We were given another surgery date, 2 weeks away, and a series of tests that needed to happen prior to that surgery. We were told that we had a Plan A and a Plan B for the surgery. Plan A consisted of a right colectomy, in which they would take out the lower quadrant of his colon (which contained the closest lymph nodes to the tumor) to rule out lymphatic spread, and also do a bit of an exploratory effort while they were in there to make sure it had not spread to any other visible areas. Plan B was in case they got in there and saw that it had spread to other areas. Plan B consisted of an extremely invasive, extremely long surgery in which a technique called HIPEC would be used. But we didnt worry too much about Plan B since we were sure that everything was fine and this was all going to be done and over with quickly. So fully implementing Plan A was really the only option we had considered since the dr who removed Andy’s appendix noted in all the charts that NO perineural invasion was identified — meaning, he had not seen evidence of spread at the time of his appendectomy, and that was only a week ago. We were confident that all this was just preventative and everything would be fine.
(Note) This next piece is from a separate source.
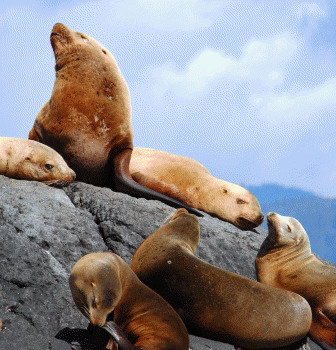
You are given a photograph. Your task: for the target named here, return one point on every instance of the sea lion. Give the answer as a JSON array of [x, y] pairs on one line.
[[31, 160], [285, 261], [88, 117], [105, 288], [190, 182], [212, 302]]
Meanwhile, I continued to learn as much as I could about this diagnosis. I found (and purchased) research papers from academic websites like The American Society of Colon & Rectal Surgeons and the US National Library of Medicine and The National Institutes of Health, I searched through photos on Google to see what this little shitty cancer looked like, I read article after article, I joined facebook groups for survivors and those who were in a caretaker role, I asked questions about things I had never thought I would need to know about in my life. I NEEDED to know what I was facing, I had to be informed. Knowledge is power, and it became my coping mechanism. I knew that I would want to ask questions, but I needed the information to even formulate the questions that I wanted to ask. I needed to know what was a good answer and what was a bad answer, I needed to understand what different scores meant and how it related to overall survival rates and what the percentages were for each factor. Here are my husbands scores:

  • CEA tumor marker: 3.2 (collected on 4/11)
  • CA19-9 tumor marker: not tested
  • CA125 tumor marker: not tested
  • Histologic Grade: G2 moderately differentiated (collected on 3/29) High-grade
  • Histologic Type: Mucinous adenocarcinoma
  • Primary Tumor: pT4a (collected on 3/29) with serosal implants present
  • Tumor size: Cannot be determined. Scattered foci over 9cm, spanning the length of the appendix, without dominant mass
  • CC score: unknown at this time (will be collected during surgery)
  • PCI score: 4-5 (estimated on 3/29)

So what to do now? I kept reading. I read everything (with google open so I could google every word or phrase or acronym for which I didnt know the meaning … and that was A LOT.) And by the time I was done, I felt like an encyclopedia for this ridiculous cancer. I could spew survival rates for each type, good thing we don’t have the one with the signet cells, I’d tell myself to try to help the 38% survival rate, if metastasized, for what he had look just a tinsy bit better. I combed through document after document to try and find a better outlook, but I couldn’t. So this HAD to be something we nipped in the bud now. Plan A was a go, and we would take all the steps we needed to prepare as best we could for the surgery.